I like to remind people that getting to the point where I am, with
two novels coming out next year with a major publisher, was a journey.
Before I even wrote the first draft of Thorn of Dentonhill, I wrote two other novels. Two novels which should never see the light of day.
So let's talk about them.
The Fifty Year War was a very bad attempt to emulate something akin to Isaac Asimov's Foundation,
where the key events of a multi-generational war is told through a
series of novelette-length vignettes. Because nine 10k-ish novelettes
equals one novel, right?
Except not so much. Let
alone that there isn't so much a "plot" as there is "stuff that
happens". There isn't anything for readers to hook into. The closest
to a "main" character is an officer named Benton who has a key role in
three or four of the sections, and then a minor cameo later. The only
other bit of recurring involves the various generations of a soldier
family who keep getting killed in key battles. That was my way of
highlighting the toll on the 'average' man in this war: killing off
pikemen named Weaver.
When it comes down to it, Fifty Year War
is essentially a chunk of Druth history that I had already worked out,
setting the stage for the "real" time I wanted to write in. So in a lot
of ways, it comes off as a prequel to something that didn't exist,
filled with the obvious piece-setting that prequels have, but making
zero sense to anyone but myself.
So I would fix those mistakes with Crown of Druthal.
There I had a set cast of characters, so the readers would have main
people to grab onto. And I would have them... do... plot-like things?
Yeah, not quite.
First problem with Crown comes down to the same challenge a lot of fantasy-worldbuilders face: I've made this whole world, and now I'm going to show it ALL TO YOU. ALL OF IT.

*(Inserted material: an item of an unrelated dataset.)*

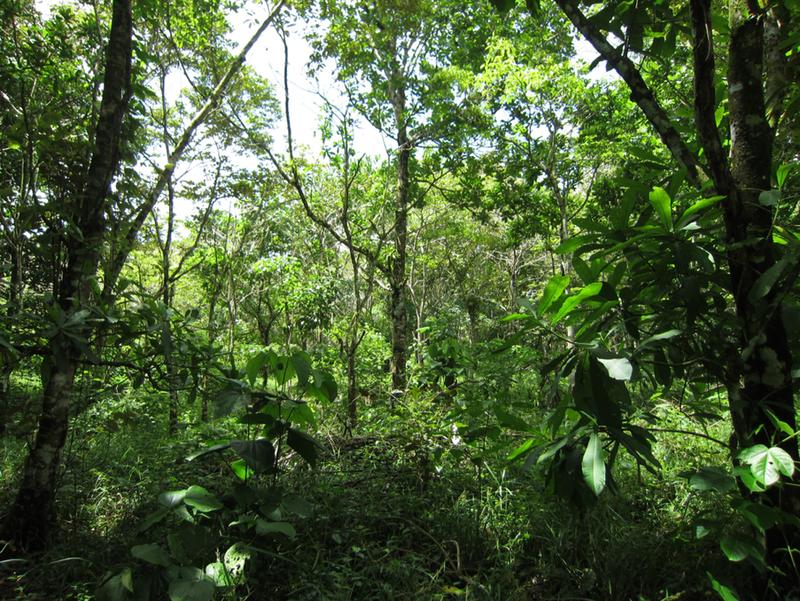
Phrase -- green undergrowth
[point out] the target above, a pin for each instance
(389, 520)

It was literally a travelogue with absolutely no McGuffin to chase from
country to country. The characters were the crew of a diplomatic ship
more or less assigned to go on a world tour. They were to go to each
country so I could show you each country. I totally had a whole
multi-book series planned, and by "planned" that meant I knew which countries they would go to. Which was a huge part of the problem, especially with Crown,
the book I actually wrote. I had to jam a series of events from "stuff
that happens in country A" and "stuff that happens in country B" into
something that looked like a plot for a single book. But since I was
far more interested in just touring both countries, the plot takes a
good long while to get going.
The other problem is the
story is loaded with characters who are essentially there to be set
decoration. I had a ship full of people, with different specialties and
jobs, and most of them served absolutely no purpose in the
story. I did some logistical contortions to give most of them a toehold
in the climax-- so a combination of telepathy, magic and celestial
navigation is used to determine where my main character was being held
captive, so then the guys with swords could mount a rescue.
There are bits in Crown
that I'm fond of, but it's mired in long sections where characters are
more or less hanging out, taking at least half the book before the plot
proper actually gets going. And the plot itself? Kind of a long way to
drive to get a gallon of milk.
But in the process of writing these two trunked novels, I learned plenty about how
to write a novel, how to structure character arcs and plots. So:
they're bad, they'll stay in the archives for all time, but they were
vital to the process of eventually writing Thorn of Dentonhill and A Murder of Mages.